The above picture depicts an abstract data type concept.
- Client calls the interface for adding, deleting, and searching student records. In many programming languages, ADTs can be expressed as an interface, which is simply a list of method declarations, where each method has an empty body (without any implementation)
- This means a client (application using the ADT) doesn’t need to know about the implementation. The programmer can focus on problem-solving and not worry about the implementation.
- the concrete class implements the data structure and algorithms.
- Suppose the interface implementation which provides (ADD, DELETE, SEARCH) functionality uses an unordered list with linear search in the beginning. Later, if we realize linear search is not a scalable and efficient algorithm to use for a large number of students, then we can change the implementation with an ordered list with binary search.

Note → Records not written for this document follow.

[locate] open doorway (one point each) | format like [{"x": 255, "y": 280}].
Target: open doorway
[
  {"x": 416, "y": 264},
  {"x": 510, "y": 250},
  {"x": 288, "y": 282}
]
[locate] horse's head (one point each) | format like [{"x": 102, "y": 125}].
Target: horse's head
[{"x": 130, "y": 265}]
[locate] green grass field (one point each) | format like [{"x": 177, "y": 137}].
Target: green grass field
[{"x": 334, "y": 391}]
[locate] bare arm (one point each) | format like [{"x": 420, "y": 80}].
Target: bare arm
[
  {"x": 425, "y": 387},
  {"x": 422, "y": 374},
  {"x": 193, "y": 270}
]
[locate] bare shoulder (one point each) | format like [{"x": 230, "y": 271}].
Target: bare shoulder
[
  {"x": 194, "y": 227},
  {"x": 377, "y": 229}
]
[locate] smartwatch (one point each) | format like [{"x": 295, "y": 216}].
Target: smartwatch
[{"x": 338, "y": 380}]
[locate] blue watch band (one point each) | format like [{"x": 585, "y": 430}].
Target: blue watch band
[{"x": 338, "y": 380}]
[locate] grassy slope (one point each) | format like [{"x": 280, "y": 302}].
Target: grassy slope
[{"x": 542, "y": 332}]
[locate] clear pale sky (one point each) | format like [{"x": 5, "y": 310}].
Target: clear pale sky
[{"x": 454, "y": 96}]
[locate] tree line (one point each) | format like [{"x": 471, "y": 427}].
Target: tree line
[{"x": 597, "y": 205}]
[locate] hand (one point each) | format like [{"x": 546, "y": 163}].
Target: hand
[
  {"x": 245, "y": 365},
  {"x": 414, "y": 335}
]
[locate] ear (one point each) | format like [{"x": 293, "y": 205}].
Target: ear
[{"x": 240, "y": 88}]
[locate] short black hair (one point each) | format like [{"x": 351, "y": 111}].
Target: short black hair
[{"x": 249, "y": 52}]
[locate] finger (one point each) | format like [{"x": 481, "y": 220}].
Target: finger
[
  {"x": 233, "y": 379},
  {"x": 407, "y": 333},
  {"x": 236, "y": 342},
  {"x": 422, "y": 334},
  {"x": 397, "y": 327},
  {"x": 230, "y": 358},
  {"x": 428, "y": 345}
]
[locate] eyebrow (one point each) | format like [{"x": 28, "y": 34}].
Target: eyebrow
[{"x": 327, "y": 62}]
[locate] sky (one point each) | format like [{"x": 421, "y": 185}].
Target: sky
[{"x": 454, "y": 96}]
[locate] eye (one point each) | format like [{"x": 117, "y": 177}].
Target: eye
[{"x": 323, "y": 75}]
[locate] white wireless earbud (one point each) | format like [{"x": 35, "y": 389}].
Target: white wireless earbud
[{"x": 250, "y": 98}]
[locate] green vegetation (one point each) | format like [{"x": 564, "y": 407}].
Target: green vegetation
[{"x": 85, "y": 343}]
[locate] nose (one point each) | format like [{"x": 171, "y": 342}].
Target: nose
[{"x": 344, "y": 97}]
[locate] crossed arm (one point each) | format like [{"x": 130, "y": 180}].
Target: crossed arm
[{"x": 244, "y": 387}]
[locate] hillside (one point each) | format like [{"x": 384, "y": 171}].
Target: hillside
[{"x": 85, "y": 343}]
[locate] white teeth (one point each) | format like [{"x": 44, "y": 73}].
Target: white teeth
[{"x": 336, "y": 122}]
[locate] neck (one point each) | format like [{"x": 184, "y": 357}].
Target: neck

- This means implementation of ADTs can be changed (e.g., for efficiency) without requiring changes to the program that uses the ADTs, so the client need not have to change its implementation as it still uses the APIs provided by interfaces, and it is abstracted from the implementation.
- Maintenance of the application is easier
The principle of hiding the used data structure and only providing a well-defined interface is known as encapsulation.
Here the concept of abstraction means
- We know what a data type can do
- How it is done is hidden (whether we use an unordered array with liner search or an ordered array with binary search is hidden from the client)
A real-world example of ADT
Java’s standard libraries supply TreeMap and HashMap implementations of its Map data type.
- TreeMap: More efficient when a total ordering on the keys can be computed quickly
- HashMap: More efficient when hash values can be computed quickly
The part of the program that creates a Map can decide which implementation to use. The part of a program that deals with a created Map doesn’t have to know how it was implemented; once created, it is just a Map.
Every part of the program that uses a Map would have to be written twice, without the concept of abstract data type, with one version to deal with the TreeMap implementation and another version to deal with Hashmap implementation.